Mangrove forests, with the typical spectral response features of green plants, could be easily distinguished from water, bare land, and built-up land. However, the spectral curve of mangrove forests displayed the same trend as other vegetation types (other forest types and cultivated land) in both the visible and near-infrared wavelengths, but there was a certain distinguishability in the short infrared wavelength. Optical remote sensing could obtain better classification results due to its high resolution and strong interpretation. Although more accurate spatial information for vegetation can be obtained by radar remote sensing due to its strong penetration and useful polarization information, the classification accuracy is not ideal when using SAR data only.
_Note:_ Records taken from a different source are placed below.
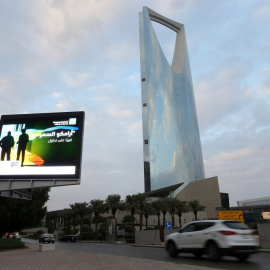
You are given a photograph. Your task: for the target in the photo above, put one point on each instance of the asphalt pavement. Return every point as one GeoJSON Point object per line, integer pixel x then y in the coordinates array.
{"type": "Point", "coordinates": [33, 259]}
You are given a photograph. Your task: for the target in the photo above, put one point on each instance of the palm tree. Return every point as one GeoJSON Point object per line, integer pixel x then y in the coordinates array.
{"type": "Point", "coordinates": [66, 214]}
{"type": "Point", "coordinates": [131, 205]}
{"type": "Point", "coordinates": [147, 210]}
{"type": "Point", "coordinates": [195, 207]}
{"type": "Point", "coordinates": [114, 202]}
{"type": "Point", "coordinates": [81, 209]}
{"type": "Point", "coordinates": [172, 203]}
{"type": "Point", "coordinates": [157, 206]}
{"type": "Point", "coordinates": [74, 215]}
{"type": "Point", "coordinates": [181, 208]}
{"type": "Point", "coordinates": [98, 207]}
{"type": "Point", "coordinates": [140, 199]}
{"type": "Point", "coordinates": [164, 209]}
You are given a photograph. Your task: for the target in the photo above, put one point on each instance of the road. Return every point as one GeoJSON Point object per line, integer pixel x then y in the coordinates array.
{"type": "Point", "coordinates": [260, 260]}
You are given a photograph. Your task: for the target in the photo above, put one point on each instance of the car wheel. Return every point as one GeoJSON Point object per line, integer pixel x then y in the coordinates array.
{"type": "Point", "coordinates": [243, 257]}
{"type": "Point", "coordinates": [213, 252]}
{"type": "Point", "coordinates": [172, 250]}
{"type": "Point", "coordinates": [197, 254]}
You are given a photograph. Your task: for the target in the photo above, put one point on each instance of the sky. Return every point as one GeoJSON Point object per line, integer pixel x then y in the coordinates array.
{"type": "Point", "coordinates": [83, 55]}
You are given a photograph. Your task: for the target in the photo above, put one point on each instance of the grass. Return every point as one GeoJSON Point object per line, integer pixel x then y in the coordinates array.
{"type": "Point", "coordinates": [7, 243]}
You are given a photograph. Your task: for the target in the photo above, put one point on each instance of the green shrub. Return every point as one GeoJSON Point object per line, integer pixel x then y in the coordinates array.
{"type": "Point", "coordinates": [10, 243]}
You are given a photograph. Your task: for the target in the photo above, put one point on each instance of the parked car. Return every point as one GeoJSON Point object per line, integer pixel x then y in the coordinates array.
{"type": "Point", "coordinates": [47, 238]}
{"type": "Point", "coordinates": [69, 238]}
{"type": "Point", "coordinates": [214, 238]}
{"type": "Point", "coordinates": [15, 235]}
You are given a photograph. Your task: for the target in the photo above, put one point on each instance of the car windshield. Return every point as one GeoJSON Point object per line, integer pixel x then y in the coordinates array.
{"type": "Point", "coordinates": [236, 225]}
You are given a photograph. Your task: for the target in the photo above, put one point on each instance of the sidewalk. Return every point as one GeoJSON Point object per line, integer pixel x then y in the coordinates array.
{"type": "Point", "coordinates": [33, 259]}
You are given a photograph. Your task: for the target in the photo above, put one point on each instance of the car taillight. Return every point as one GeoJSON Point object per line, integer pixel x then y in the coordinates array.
{"type": "Point", "coordinates": [227, 232]}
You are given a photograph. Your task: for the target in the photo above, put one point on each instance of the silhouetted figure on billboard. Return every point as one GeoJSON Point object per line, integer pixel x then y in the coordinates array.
{"type": "Point", "coordinates": [6, 144]}
{"type": "Point", "coordinates": [23, 140]}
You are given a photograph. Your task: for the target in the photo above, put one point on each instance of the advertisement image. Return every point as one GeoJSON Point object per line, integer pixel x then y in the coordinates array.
{"type": "Point", "coordinates": [41, 145]}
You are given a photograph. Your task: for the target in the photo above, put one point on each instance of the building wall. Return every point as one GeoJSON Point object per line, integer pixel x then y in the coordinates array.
{"type": "Point", "coordinates": [171, 140]}
{"type": "Point", "coordinates": [206, 191]}
{"type": "Point", "coordinates": [254, 202]}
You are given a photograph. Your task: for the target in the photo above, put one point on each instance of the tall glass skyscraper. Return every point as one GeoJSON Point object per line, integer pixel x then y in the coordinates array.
{"type": "Point", "coordinates": [172, 147]}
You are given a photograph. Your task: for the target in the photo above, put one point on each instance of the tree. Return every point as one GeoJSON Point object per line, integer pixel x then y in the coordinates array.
{"type": "Point", "coordinates": [195, 207]}
{"type": "Point", "coordinates": [181, 207]}
{"type": "Point", "coordinates": [98, 207]}
{"type": "Point", "coordinates": [164, 208]}
{"type": "Point", "coordinates": [114, 202]}
{"type": "Point", "coordinates": [74, 215]}
{"type": "Point", "coordinates": [140, 201]}
{"type": "Point", "coordinates": [147, 211]}
{"type": "Point", "coordinates": [131, 205]}
{"type": "Point", "coordinates": [81, 210]}
{"type": "Point", "coordinates": [66, 214]}
{"type": "Point", "coordinates": [157, 206]}
{"type": "Point", "coordinates": [16, 214]}
{"type": "Point", "coordinates": [172, 203]}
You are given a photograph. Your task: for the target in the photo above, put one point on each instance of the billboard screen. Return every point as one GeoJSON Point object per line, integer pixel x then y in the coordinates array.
{"type": "Point", "coordinates": [41, 146]}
In this study, the overall accuracy ranged from 83.5% using only optical data to 95.04% when combining optical and SAR data. Different variables (NDVI, HH-VV difference, HV-HH difference, HH/HV intensity ratios and polarization decomposition parameters) derived from optical and SAR data had improved the accuracy to some extent.
This indicates that multi-dimensional features from different remote sensing images can be used to map the mangrove forests extend by the SVM machine learning method. SAR data not only compensate the shortcomings of optical remote sensing, but also are useful for improving the classification accuracy and mapping the extent of mangrove forests when it is combined with optical data. Furthermore, optical image with high spatial resolution, combined with SAR image with high spatial resolution and longer wavelength, will achieve mangrove forests species discrimination. This combination will provide more accurate information, enabling the study of the spatial distribution and dynamic changes of mangrove forests, which is important for establishing conservation and management policies.

Author Contributions

Jianing Zhen and Jingjuan Liao conceived and designed the experiments; Jianing Zhen performed the experiments; Jianing Zhen, Jingjuan Liao and Guo Zhuang Shen conducted the field survey; Jianing Zhen wrote the Original Draft; Jingjuan Liao and Guozhuang Shen revised the paper.

Funding

This research was funded by Finance Science and Technology Project of Hainan Province (Grant No. ZDKJ2016021), and the Strategic Priority Research Program of the Chinese Academy of Sciences (Grant No. XDA19030302).

Acknowledgments

The authors are grateful to the colleagues who participated in the field surveys and data collection. The authors would like to thank the support of Finance Science and Technology Project of Hainan Province (Grant No. ZDKJ2016021), and the Strategic Priority Research Program of the Chinese Academy of Sciences (Grant No. XDA19030302). We wish to thank High Resolution Data Center of Hainan for providing GF-2 images. The authors also thank the reviewers for their valuable comments and suggestions to improve the quality of the manuscript.

Conflicts of Interest

The authors declare no conflicts of interest.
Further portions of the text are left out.